C is a strict country, compilers don't like me here very much, I am used to breaking the rules to get things done.
Anyway, this is my simple piece of code:
char IP[15] = "192.168.2.1";
char separator[2] = "||";
puts( separator );
Output:
||192.168.2.1
But if I change the definition of separator
to:
char separator[3] = "||";
I get the desired output:
||
So why did I need to give the man extra space, so he doesn't sleep with the man before him?
Strings in C are NUL-terminated. This means that a string of two characters requires three bytes (two for the characters and the third for the zero byte that denotes the end of the string).

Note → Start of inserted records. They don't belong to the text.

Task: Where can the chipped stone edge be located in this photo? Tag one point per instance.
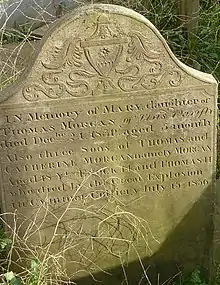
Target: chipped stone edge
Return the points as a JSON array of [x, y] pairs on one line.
[[107, 8]]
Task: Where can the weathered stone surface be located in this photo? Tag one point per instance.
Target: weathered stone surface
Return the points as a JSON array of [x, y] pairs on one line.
[[112, 139]]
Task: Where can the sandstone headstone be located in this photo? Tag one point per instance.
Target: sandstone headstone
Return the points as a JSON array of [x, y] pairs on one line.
[[108, 147]]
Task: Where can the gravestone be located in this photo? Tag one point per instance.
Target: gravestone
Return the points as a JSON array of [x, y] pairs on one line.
[[108, 148]]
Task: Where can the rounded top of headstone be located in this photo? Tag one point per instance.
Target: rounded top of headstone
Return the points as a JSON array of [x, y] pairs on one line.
[[101, 50]]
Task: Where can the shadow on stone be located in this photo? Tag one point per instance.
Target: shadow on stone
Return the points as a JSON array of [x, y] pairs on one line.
[[188, 246]]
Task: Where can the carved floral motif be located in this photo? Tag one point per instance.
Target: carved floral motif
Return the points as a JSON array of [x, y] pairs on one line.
[[108, 61]]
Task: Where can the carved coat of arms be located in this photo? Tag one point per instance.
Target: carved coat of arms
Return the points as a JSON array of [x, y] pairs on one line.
[[108, 61]]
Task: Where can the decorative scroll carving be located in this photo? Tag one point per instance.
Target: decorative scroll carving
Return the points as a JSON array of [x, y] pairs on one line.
[[108, 60]]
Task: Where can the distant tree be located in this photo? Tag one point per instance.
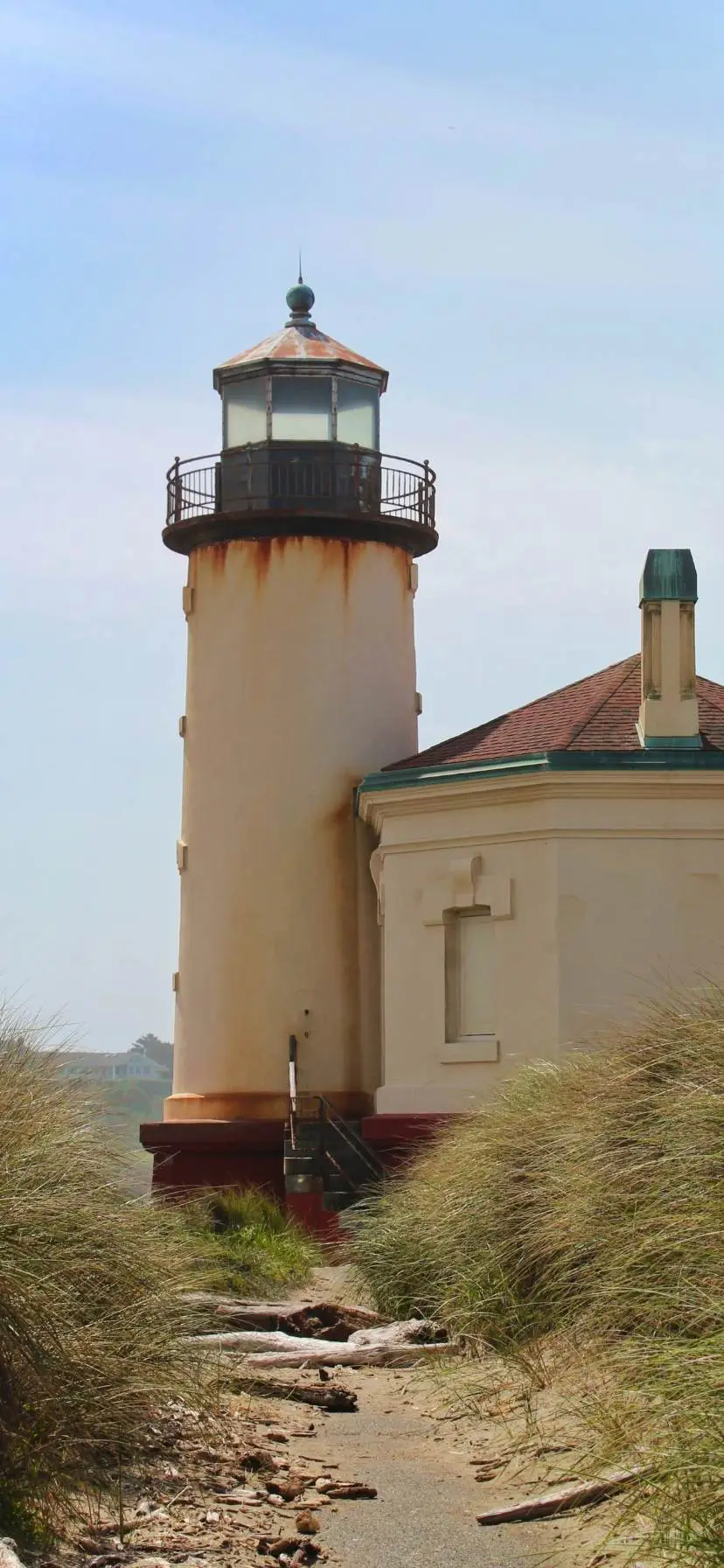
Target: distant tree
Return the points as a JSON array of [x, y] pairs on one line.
[[160, 1051]]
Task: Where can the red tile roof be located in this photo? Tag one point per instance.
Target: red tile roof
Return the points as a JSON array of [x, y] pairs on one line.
[[597, 714]]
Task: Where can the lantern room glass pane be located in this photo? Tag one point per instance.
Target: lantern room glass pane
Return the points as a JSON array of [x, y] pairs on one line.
[[245, 411], [358, 414], [302, 408]]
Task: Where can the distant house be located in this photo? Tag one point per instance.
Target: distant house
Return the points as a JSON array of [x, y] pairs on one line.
[[104, 1067], [136, 1065]]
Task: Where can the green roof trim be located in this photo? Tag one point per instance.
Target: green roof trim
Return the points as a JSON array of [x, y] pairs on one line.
[[657, 761], [668, 574]]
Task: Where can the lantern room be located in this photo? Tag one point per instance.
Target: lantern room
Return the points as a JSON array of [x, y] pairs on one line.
[[300, 386], [300, 451]]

In your example it is possible to omit the size of the array and the compiler will allocate the correct amount of storage:
char IP[] = "192.168.2.1";
char separator[] = "||";
Lastly, if you are coding in C++ rather than C, you're better off using std::string
.
That's because you get a not null-terminated string when separator
length is forced to 2.
Always remember to allocate an extra character for the null terminator. For a string of length N
you need N+1
characters.
Once you violate this requirement any code that expects null-terminated strings (puts()
function included) will run into undefined behavior.
Your best bet is to not force any specific length:
char separator[] = "||";
will allocate an array of exactly the right size.
If you're using C++ anyway, I'd recommend using the std::string class instead of C strings - much easier and less error-prone IMHO, especially for people with a scripting language background.